驚くべき高画質 α7とのバランスの良さにも注目

カールツァイスからLoxiaシリーズの新モデル「ZEISS Loxia 2.4/85」が登場した。以前のレビューでもご紹介したが、フルサイズ対応のソニーEマウント用MF(マニュアルフォーカス)単焦点レンズシリーズとなる。

ラインナップは「Loxia 2.8/21」「Loxia 2/35」「Loxia 2/50」で構成され、今回の中望遠レンズLoxia 2.4/85が新たに加わった。どのレンズもコンパクトでスレンダーなルックスが特徴で、カールツァイスならではの優れた画質とMFという写真を撮る“過程”も楽しめるレンズとなっている。

絶妙な重さでマニュアルフォーカスが楽しめる

海外での発売から約3カ月ほど遅れて、12月9日に日本市場に投入される。ネーミングからわかるように開放F2.4の85mm単焦点レンズだ。メーカー希望小売価格は税別16万5,000円。ハイスペックなレンズとあってなかなかの価格設定となっている。

レンズ構成はゾナータイプの7群7枚で、特殊低分散ガラスレンズを3枚使用している。外形寸法は全長108mm(レンズキャップ装着時)で重量は594gとなり、今回インプレッションに使用したソニーα7R IIに装着するといい感じのズッシリ感であった。

右手でカメラのグリップをホールドし、左手をLoxia 2.4/85に添えると、軽すぎず重すぎずちょうどいいトルクのフォーカスリングに指がかかる。このフォーカスリングのローレットは金属製のため、この季節はひんやりと冷たく感じるが、実に絶妙の重さでMFを楽しめるのだ。

ソニーα7R IIに装着したところ(以下同)

α7R IIのEVFを覗いてフォーカスリングを動かすと、サッと拡大表示になるのでシビアなピント合わせも正確に行える。初心者でもMFの楽しさを味わえるはずだ。もし心配ならピーキング表示を色つきにすれば安心してMFを堪能できるだろう。

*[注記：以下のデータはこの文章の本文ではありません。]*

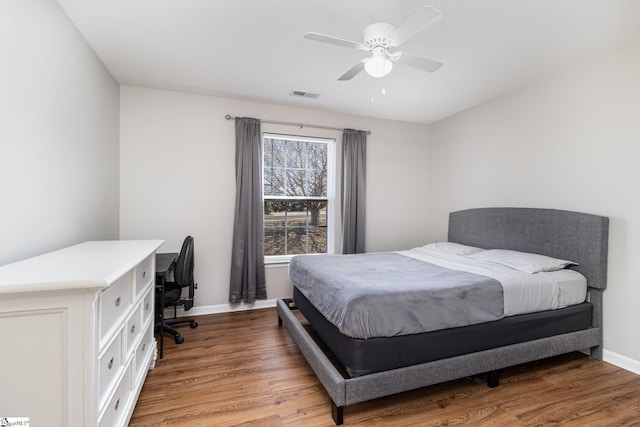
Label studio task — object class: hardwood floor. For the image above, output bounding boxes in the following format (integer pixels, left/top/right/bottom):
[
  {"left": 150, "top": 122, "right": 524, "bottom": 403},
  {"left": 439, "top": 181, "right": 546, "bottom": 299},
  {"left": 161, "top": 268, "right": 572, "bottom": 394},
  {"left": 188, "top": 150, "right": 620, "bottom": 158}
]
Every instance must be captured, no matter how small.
[{"left": 130, "top": 309, "right": 640, "bottom": 427}]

絞りリングの節度感も秀逸だ。1/3ステップで小気味よくカチカチと絞りを調整できるのも心地よいし、マウントに設けられたデクリック機構を付属のツールで捻ると、クリック感をなくすことができ、ムービー撮影時にクリック音が収録されなくなるのと同時に、スムーズに絞りのコントロールができるようになっている。

マウント部にはラバー製のスカートが装着されており、埃や水分の侵入を防ぐ構造になっている。

また付属のレンズフードの造りも素晴らしい。金属製ということで長い間使うと傷や凹みによる経年変化も楽しめそうだし、逆付け時にはほぼレンズと同化するかのように、ギリギリのクリアランスで収納できるのがカールツァイスらしい緻密さを感じる点である。

まずは絞り開放でポートレート撮影

85mmといえばやはりポートレートだろう。今回は運河沿いの街をモデルとブラブラと歩きながら撮影したが、スリムでコンパクトなLoxia 2.4/85は携行しやすく、スムーズなフォーカスおよび絞りリングを使って、Loxiaのテイストを存分に感じることができた。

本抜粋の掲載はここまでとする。